The case involved two German-Palestinian adults who threw Molotov cocktails at the Wuppertal synagogue in July, causing 800 euros worth of damage. The court decided the attack wasn’t anti-Semitic and therefore let them off with suspended jail sentences and community service. And why wasn’t it anti-Semitic? Because, said the court, the perpetrators were simply trying to bring “attention to the Gaza conflict” then raging between Hamas and Israel. And of course there’s nothing anti-Semitic about attacking Jews in one country to “bring attention” to acts by other Jews in another country; they’re all Jews, aren’t they? Doubtless the court would be equally understanding if Israelis torched a German church to “bring attention to” this abhorrent ruling.

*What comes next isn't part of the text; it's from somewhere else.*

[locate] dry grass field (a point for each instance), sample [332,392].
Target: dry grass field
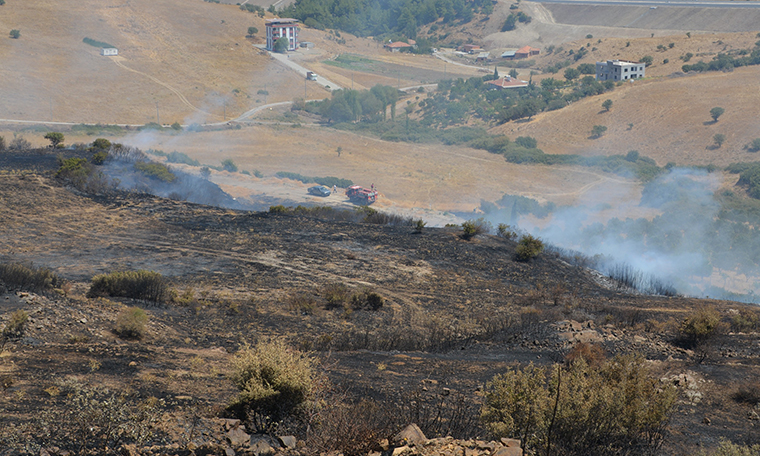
[202,68]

Nor is the ruling an aberration; it’s quite representative of elite German thought. Last year, Prof. Monika Schwarz-Friesel of the Technical University of Berlin published a study that analyzed 10 years’ worth of hate mail sent to the Central Council of Jews in Germany and the Israeli embassy in Berlin. To her surprise, only 3 percent came from right-wing extremists, while over 60 percent came from educated members of “the social mainstream.” And these letters weren’t mere “Israel criticism”; they contained classic anti-Semitic statements like “It is possible that the murder of innocent children suits your long tradition” or “For the last 2,000 years, you’ve been stealing land and committing genocide.”
Needless to say, educated elites in other European countries aren’t much better. Last month, for instance, a BCC reporter drew fire for implying that the kosher supermarket attack in Paris was somehow justified because “Palestinians suffer hugely at Jewish hands as well.” And just last week, Britain’s Sky News “apologized” for showing footage from the Gaza war above a strip saying “Auschwitz remembered” during a Holocaust Memorial Day interview with Britain’s chief rabbi; the “apology” defended the original decision as “logical” even while admitting that in retrospect, it was “unfortunate.” After all, what could be more logical than implicitly comparing a war that killed some 2,100 Palestinians (and 72 Israelis) to the deliberate extermination of six million Jews?
Indeed, this comparison is so “logical” to many educated Westerners that during the Gaza war, Israel’s Yad Vashem Holocaust museum felt the need to publish a special FAQs section on its website explaining why the war wasn’t comparable to the Holocaust, why Palestinians aren’t victims of genocide, and why Gaza isn’t a ghetto. You’d think this would be self-evident, but in a world where 35 percent of Germans say Israel treats Palestinians just like the Nazis treated Jews, and where Britons loathe Israel more than any other country except North Korea, it clearly isn’t.
In short, modern anti-Semitism can’t be fought without addressing a problem that too many members of Europe’s educated elites refuse to see: The propagators of today’s anti-Semitism come primarily from their own Israel-obsessed ranks, not from the far-right fringes. And one can’t help wondering whether Jews were left off Germany’s blue-ribbon panel precisely because they might have the temerity to point this out.